Finding Test Output¶

This section details where all output files can be found once a harness run completes. There are 4 directories referenced in this section:

$BUILD_DIR - the build directory, equal to $RGT_PATH_TO_SSPACE/<app>/<test>/<test-id>/build_directory
$WORK_DIR - equal to $RGT_PATH_TO_SSPACE/<app>/<test>/<test-id>/workdir
$RESULTS_DIR - the directory used to launch the job and store relevant output, equal to <Path_to_tests>/<app>/<test>/Run_Archive/<test-id>
$STATUS_DIR - the directory used to store harness status files, equal to <Path_to_tests>/<app>/<test>/Status/<test-id>

Build, Submit, and Check Output¶

Each OTH test run consists of 4 primary stages – build, submit, run, and check, as can be seen in Overview of the Test Harness. The build, submit, and check stages have pre-defined locations for the output:

build output: ${BUILD_DIR}/output_build.txt
submit output: ${RESULTS_DIR}/submit.{out,err}
check output: ${RESULTS_DIR}/output_check.txt

Application Output¶

Output from the executable run can be found in one of two places.

Uncaptured output will go to the scheduler’s stdout/stderr mechanism, and will commonly be found in ${RESULTS_DIR}
Any output files created by the application should be in ${WORK_DIR}

Harness-maintained Log Files¶

The OTH also produces log files throughout the run using the Python logging module, containing messages from the harness with data useful for debugging failed tests. These log files default to the Python logging level of INFO, but will be changed to DEBUG if the --loglevel=DEBUG flag is provided on the command-line. The table below lists the available log files and what scope messages in each file is from, in relative chronological order.

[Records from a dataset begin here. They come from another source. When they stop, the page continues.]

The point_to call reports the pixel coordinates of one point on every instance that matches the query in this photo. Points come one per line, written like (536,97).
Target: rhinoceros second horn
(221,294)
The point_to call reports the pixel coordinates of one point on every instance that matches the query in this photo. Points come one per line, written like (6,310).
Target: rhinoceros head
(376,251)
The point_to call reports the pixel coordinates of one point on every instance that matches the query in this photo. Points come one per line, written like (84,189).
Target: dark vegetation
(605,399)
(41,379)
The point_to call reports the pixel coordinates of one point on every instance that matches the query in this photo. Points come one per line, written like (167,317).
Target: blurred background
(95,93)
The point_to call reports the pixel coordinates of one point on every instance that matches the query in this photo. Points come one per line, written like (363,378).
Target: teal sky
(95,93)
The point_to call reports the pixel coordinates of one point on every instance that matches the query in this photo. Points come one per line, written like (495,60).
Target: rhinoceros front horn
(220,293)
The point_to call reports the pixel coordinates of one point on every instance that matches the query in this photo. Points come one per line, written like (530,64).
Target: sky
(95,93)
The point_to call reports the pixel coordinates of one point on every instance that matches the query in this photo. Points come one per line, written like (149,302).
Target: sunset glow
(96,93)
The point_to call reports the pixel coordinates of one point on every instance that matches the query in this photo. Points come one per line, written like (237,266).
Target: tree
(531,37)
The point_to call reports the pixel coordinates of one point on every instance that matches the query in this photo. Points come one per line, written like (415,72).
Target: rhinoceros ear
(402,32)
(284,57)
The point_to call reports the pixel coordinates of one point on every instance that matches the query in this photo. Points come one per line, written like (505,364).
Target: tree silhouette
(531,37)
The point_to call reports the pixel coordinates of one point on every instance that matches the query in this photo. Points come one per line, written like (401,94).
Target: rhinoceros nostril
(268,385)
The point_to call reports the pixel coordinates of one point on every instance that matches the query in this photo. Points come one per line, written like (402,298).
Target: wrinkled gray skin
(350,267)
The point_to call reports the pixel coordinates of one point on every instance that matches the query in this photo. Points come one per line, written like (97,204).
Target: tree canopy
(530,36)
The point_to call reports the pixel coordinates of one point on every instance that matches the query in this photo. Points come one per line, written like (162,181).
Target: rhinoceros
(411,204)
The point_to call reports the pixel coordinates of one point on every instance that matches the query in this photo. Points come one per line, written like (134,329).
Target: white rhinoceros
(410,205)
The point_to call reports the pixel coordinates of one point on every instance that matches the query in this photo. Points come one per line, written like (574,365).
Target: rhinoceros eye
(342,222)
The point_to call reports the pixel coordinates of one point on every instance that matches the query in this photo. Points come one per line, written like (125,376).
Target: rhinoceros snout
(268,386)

Harness-generated log files¶
Directory	Logfile name	Description
<launch_directory>	`main.log`	The highest-level execution information. For example, “Completed reading the harness input file.” This scope ends when the `runtests.py` command returns.
<launch_directory>/harness_log_files.<timestamp>	`libraries.regression_test.<timestamp>.txt`	High-level logging messages while preparing tests. For example, “Application Hello, World! has completed launching.” This scope ends when the `runtests.py` command returns.
<launch_directory>/harness_log_files.<timestamp>/<app>	`<app>__<test>.logfile.txt`	A brief scope between the regression_test log-file and the log files located inside the test’s results directory. This scope ends when the `runtests.py` command returns.
${RESULTS_DIR}/LogFiles	application_logfile.txt	The majority of log messages generated while building, submitting, running, and checking a test.
${RESULTS_DIR}/LogFiles	status_logfile.txt	Log messages generated at various checkpoints during the lifetime of a test such as `build_end` `binary_execute_start` and `check_end`.